Tidak heran akhirnya perspektif daya kenal kita saat ini telah berubah. Mengarah pada unsur baru seperti jumlah like, love, share, follower atau subscriber.  Tidak terlalu penting apakah awalnya kita mengenal atau tidak, tetapi berkat dorongan unsur-unsur tadi kita akhirnya memaksakan diri untuk mengenalnya. Bahkan tiba-tiba ikut membabi buta membelanya.

Inilah salah satu berkah perkembangan digitalisasi. Semua orang berkesempatan terkenal tanpa banyak syarat. Semua orang mempunyai kesempatan untuk bersuara tanpa pandang status sosial. Semua orang berkesempatan untuk menolong saudaranya tanpa sekat wilayah geografis. Termasuk gema suara rakyat yang biasa hadir di warung kopi, obrolan pagi bersama mamang sayur, sampai demonstrasi jalanan telah bertransformasi di ruang digital.

Jika dulunya suara rakyat harus terseret berhari-hari, mungkin berbulan-bulan, atau bisa jadi bertahun-tahun untuk sampai di telinga kekuasaan. Itu baru proses penyampaian pesannya saja. Bagaimana eksekusinya? Bisa jadi berhari-hari, mungkin berbulan-bulan, atau bertahun-tahun lagi.

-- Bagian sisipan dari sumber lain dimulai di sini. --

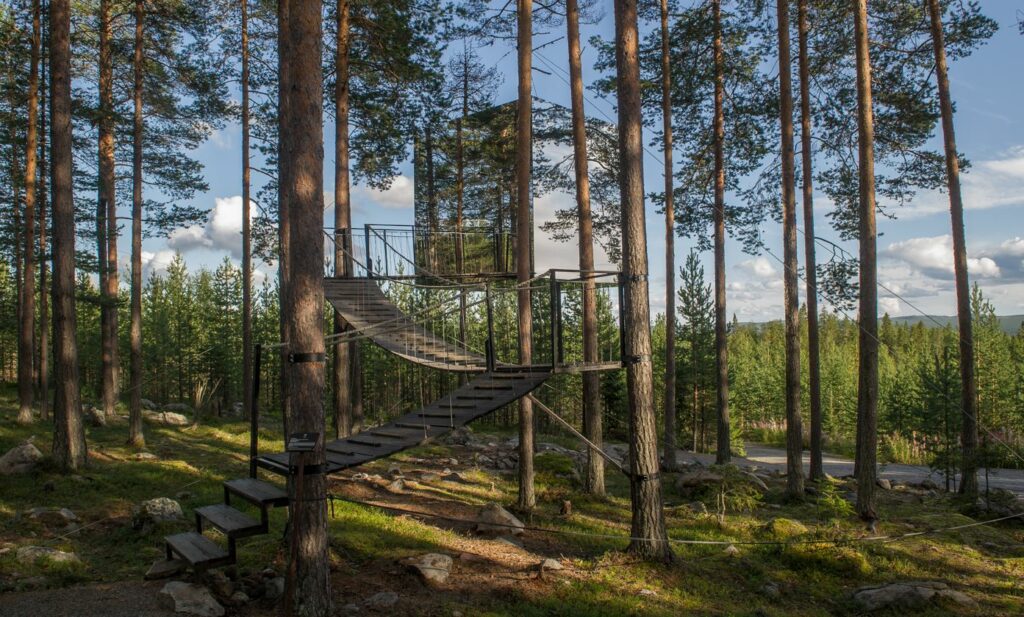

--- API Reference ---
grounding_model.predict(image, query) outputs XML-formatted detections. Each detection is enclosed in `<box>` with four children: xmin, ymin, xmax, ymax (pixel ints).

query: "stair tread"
<box><xmin>196</xmin><ymin>503</ymin><xmax>263</xmax><ymax>537</ymax></box>
<box><xmin>164</xmin><ymin>531</ymin><xmax>230</xmax><ymax>566</ymax></box>
<box><xmin>224</xmin><ymin>478</ymin><xmax>288</xmax><ymax>505</ymax></box>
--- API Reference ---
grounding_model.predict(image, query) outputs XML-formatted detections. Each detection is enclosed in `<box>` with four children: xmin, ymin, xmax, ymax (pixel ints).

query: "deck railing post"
<box><xmin>249</xmin><ymin>343</ymin><xmax>263</xmax><ymax>478</ymax></box>
<box><xmin>483</xmin><ymin>282</ymin><xmax>498</xmax><ymax>372</ymax></box>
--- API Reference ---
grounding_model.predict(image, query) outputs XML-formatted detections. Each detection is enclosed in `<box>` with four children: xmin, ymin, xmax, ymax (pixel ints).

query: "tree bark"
<box><xmin>515</xmin><ymin>0</ymin><xmax>537</xmax><ymax>511</ymax></box>
<box><xmin>97</xmin><ymin>0</ymin><xmax>118</xmax><ymax>417</ymax></box>
<box><xmin>797</xmin><ymin>0</ymin><xmax>824</xmax><ymax>481</ymax></box>
<box><xmin>49</xmin><ymin>0</ymin><xmax>87</xmax><ymax>472</ymax></box>
<box><xmin>712</xmin><ymin>0</ymin><xmax>732</xmax><ymax>465</ymax></box>
<box><xmin>928</xmin><ymin>0</ymin><xmax>978</xmax><ymax>498</ymax></box>
<box><xmin>239</xmin><ymin>0</ymin><xmax>252</xmax><ymax>429</ymax></box>
<box><xmin>39</xmin><ymin>21</ymin><xmax>50</xmax><ymax>421</ymax></box>
<box><xmin>565</xmin><ymin>0</ymin><xmax>604</xmax><ymax>495</ymax></box>
<box><xmin>331</xmin><ymin>0</ymin><xmax>356</xmax><ymax>438</ymax></box>
<box><xmin>776</xmin><ymin>0</ymin><xmax>804</xmax><ymax>498</ymax></box>
<box><xmin>279</xmin><ymin>1</ymin><xmax>331</xmax><ymax>617</ymax></box>
<box><xmin>854</xmin><ymin>0</ymin><xmax>879</xmax><ymax>524</ymax></box>
<box><xmin>17</xmin><ymin>0</ymin><xmax>42</xmax><ymax>424</ymax></box>
<box><xmin>615</xmin><ymin>0</ymin><xmax>672</xmax><ymax>561</ymax></box>
<box><xmin>662</xmin><ymin>0</ymin><xmax>679</xmax><ymax>472</ymax></box>
<box><xmin>128</xmin><ymin>0</ymin><xmax>145</xmax><ymax>447</ymax></box>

Namun saat ini cukup hitungan detik, pesan itu bisa tersampaikan langsung ke tujuan. Cukup mention atau DM ke akun penguasanya. Klik. Sampai. Apalagi saat geliat netizen yang bersuara semakin menggema dengan jutaan share atau jutaan komentar. Cukup hitungan menit pesan itu mulai diproses. Dalam hitungan hari sudah ada keputusan. Tidak perlu berbulan-bulan. Karena jika berbulan-bulan, tentu akan di mention lagi, di-DM lagi dan digemakan dengan jutaan share atau jutaan komentar lagi. Mau?

Bahkan hebatnya lagi netizen tidak hanya hadir dalam memberikan suaranya. Tapi juga piawai memainkan perannya dalam melakukan proses seperti penyelidikan, penyidikan, sampai pada opsi-opsi vonis yang harus diberikan. Tidak sedikit kasus-kasus hukum yang muncul bermula dari suara netizen ini. Berakhirnya juga ‘seakan-akan’ mengikuti suara netizen.

Selain itu, jika dulu ingin menggalang donasi harus keliling kesana kemari. Hasilnya juga belum tentu maksimal. Namun saat ini cukup posting foto dan fakta kejadiannya serta tuliskan caption yang menggugah jiwa. Orang-orang baik pun mudah dijangkau meski tidak saling kenal. Donasi mudah terkumpul dan bahkan tidak sedikit yang melebihi target.

Dengung suara netizen — yang sebagian orang dibilang berisik seharusnya dijadikan modal bagi pembangunan bangsa. Menurut data terbaru yang disajikan Hootsuite (We are Social) ditemukan beberapa poin yang perlu kita garis bawahi terkait dengan kebiasaan digital masyarakat Indonesia

Pertama, jumlah pengguna internet di Indonesia sudah tembus ke angka 204,7 juta dengan pengguna sosial media aktif sebanyak 191,4 juta. Kedua, sepertiga harinya dihabiskan di jagat maya, tepatnya selama 8 jam 36 menit. Ketiga, menemukan informasi adalah alasan utamanya menggunakan internet. Hal ini terkonfirmasi juga dengan nangkringnya goole.com di urutan pertama sebagai situs yang paling banyak dikunjungi masyarakat kita.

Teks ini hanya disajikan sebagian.